How the U.S.
Department of Education Is Using Video Games and Common Core to Transform K-16
Education. (Photo from an educational game used to teach One Flew Over the
Cuckoo's Nest.) Learn how "educational games" are replacing books.
Tuesday, November
17, 2015, 7:00 – 9:00 p.m. Talk begins at 7:30 p.m.
Refreshments will be served.
The Solarium, 321 W. Hill Street, Decatur, GA 30030 (Oakhurst Neighborhood)

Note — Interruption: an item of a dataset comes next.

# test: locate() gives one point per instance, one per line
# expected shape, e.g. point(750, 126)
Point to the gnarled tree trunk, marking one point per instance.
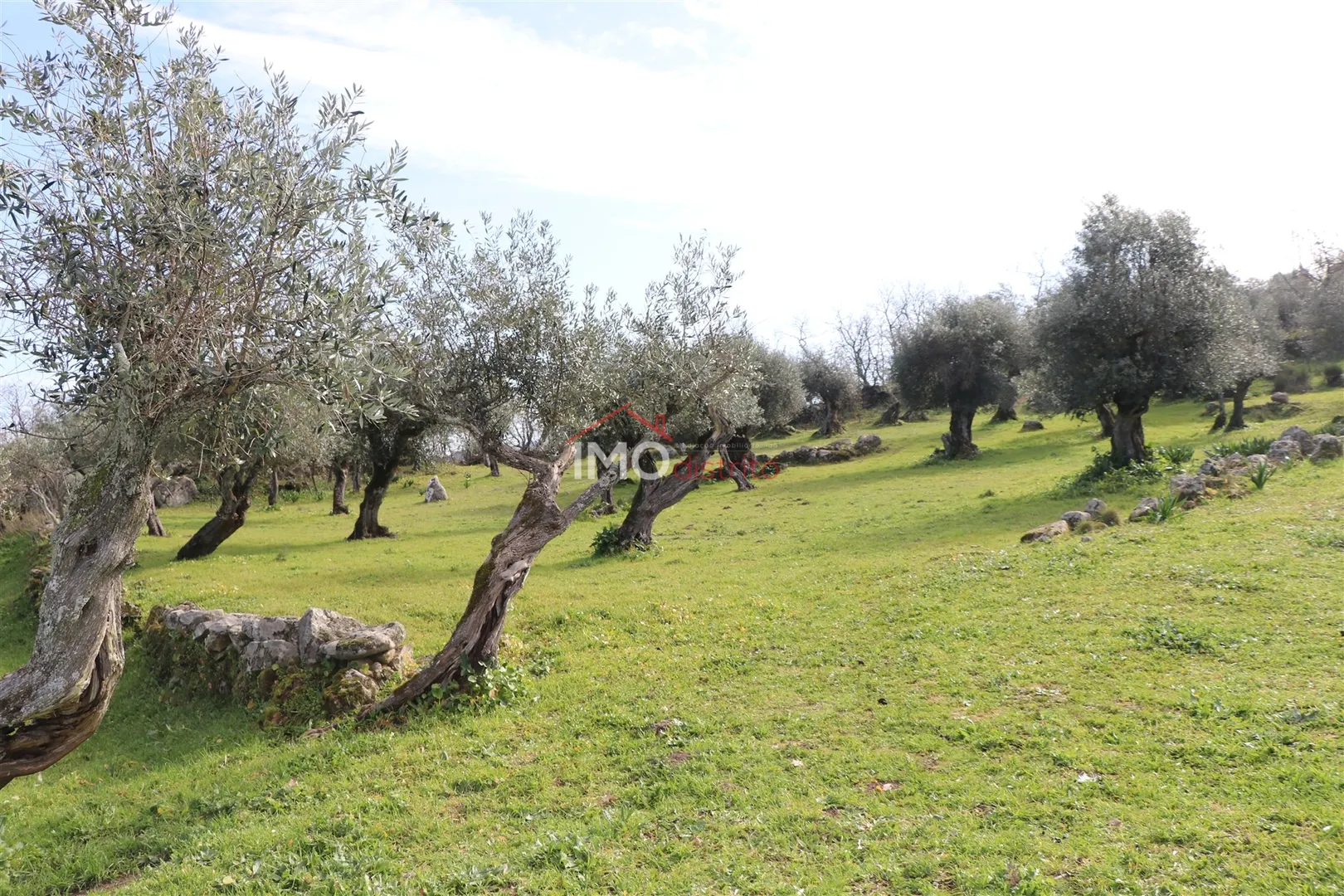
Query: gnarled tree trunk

Refreshments will be served.
The Solarium, 321 W. Hill Street, Decatur, GA 30030 (Oakhurst Neighborhood)
The U.S. Department
of Education is pushing the takeover of education to the next level by imposing
Common Core on college and promoting video games in the classroom, K-16. (Yes,
the senior year of college is considered grade 16 now.) Video game designers,
who work at their own companies as well as in academic departments (and often
at both) and receive grants from the federal government and technology-aligned
non-profits like the Gates Foundation, argue that games motivate students and
“cultivate dispositions.”
Textbooks and
classroom lectures are being replaced by video games that teach subjects like
science and literature, but even more so impart lessons in “social and
emotional intelligence” and “social justice.” While technology companies and
professors of “gaming” benefit from this gravy train, students will lose in the
ability to focus, to read, and to think for themselves.
The lecture is free
and open to the public. Drinks and refreshments will be served. Free parking is
available in the parking lot and on the street. Handicapped accessible.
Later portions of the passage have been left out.